On October 3, 2005, the Compensation Committee of the Board of Directors of Bruker BioSciences Corporation (the “Company”) approved the acceleration of vesting of all unvested options to purchase shares of common stock of the Company that are held by current employees, officers and directors of the Company, which have an exercise price per share equal to or greater than $4.64 (the closing market price of the Company’s common stock on October 3, 2005).  Options to purchase 857,923 shares of common stock are subject to this acceleration, including 132,688 options held by officers and directors of the Company.  Under the accounting for stock options in accordance with Accounting Principles Board Opinion No. 25 “Accounting for Stock Issued to Employees”, and FASB Interpretation No. 44 “Accounting for Certain Transactions Involving Stock Compensation”, the acceleration of the vesting of these options will not result in a compensation charge in the fourth quarter ending December 31, 2005 because the exercise prices of the affected options (which have not changed) is greater than the closing price of the Company’s common stock on October 3, 2005.

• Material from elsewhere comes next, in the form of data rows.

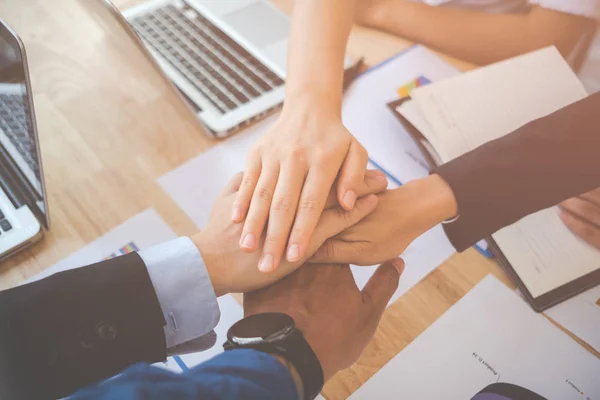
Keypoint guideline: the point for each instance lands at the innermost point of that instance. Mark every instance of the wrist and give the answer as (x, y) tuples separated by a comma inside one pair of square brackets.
[(213, 263), (436, 199), (294, 374), (313, 98)]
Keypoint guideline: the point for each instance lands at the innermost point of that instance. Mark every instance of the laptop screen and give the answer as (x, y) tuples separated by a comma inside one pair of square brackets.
[(18, 137)]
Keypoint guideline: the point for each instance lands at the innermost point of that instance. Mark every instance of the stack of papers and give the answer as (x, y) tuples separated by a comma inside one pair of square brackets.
[(195, 185), (459, 114), (489, 336)]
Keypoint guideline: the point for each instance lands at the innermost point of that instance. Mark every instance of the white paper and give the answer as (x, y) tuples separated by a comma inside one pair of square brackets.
[(581, 316), (469, 110), (368, 118), (142, 231), (489, 336), (195, 185)]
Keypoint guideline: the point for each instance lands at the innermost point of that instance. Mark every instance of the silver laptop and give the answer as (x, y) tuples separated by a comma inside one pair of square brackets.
[(228, 57), (23, 209)]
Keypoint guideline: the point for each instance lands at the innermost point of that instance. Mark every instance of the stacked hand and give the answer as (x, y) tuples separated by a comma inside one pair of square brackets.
[(582, 216), (401, 216), (288, 176), (232, 270), (335, 317)]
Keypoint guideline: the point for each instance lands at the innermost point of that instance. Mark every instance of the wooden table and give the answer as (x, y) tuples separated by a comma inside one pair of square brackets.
[(110, 125)]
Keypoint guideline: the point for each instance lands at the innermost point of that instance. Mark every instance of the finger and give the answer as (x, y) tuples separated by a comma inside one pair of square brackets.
[(335, 250), (336, 220), (259, 209), (584, 209), (233, 185), (352, 175), (586, 231), (382, 286), (375, 182), (593, 196), (281, 216), (252, 174), (310, 207)]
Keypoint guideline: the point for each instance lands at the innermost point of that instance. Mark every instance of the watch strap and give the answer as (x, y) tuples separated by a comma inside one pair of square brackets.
[(298, 352)]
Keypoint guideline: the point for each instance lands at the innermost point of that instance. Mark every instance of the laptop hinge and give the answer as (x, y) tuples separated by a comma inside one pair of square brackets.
[(10, 180)]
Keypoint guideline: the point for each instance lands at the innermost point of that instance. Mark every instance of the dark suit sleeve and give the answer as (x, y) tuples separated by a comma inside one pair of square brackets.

Because these options have exercise prices in excess of current market values (are “underwater”), they are not fully achieving their original objectives of incentive compensation and employee retention. The Company believes that the acceleration of these underwater options may have a positive effect on employee morale and retention.  The acceleration also reduces future compensation expense that the Company would otherwise recognize in its consolidated statement of operations with respect to these options once the Statement of Financial Accounting Standards No. 123 (revised 2004) “Share-Based Payment”, issued by the Financial Accounting Standards Board, becomes effective for reporting periods beginning in January 2006.  Management has estimated the pre-tax charge to be eliminated from future accounting periods beginning in January 2006 amounts to approximately $3.7 million over the original remaining vesting periods of the affected options.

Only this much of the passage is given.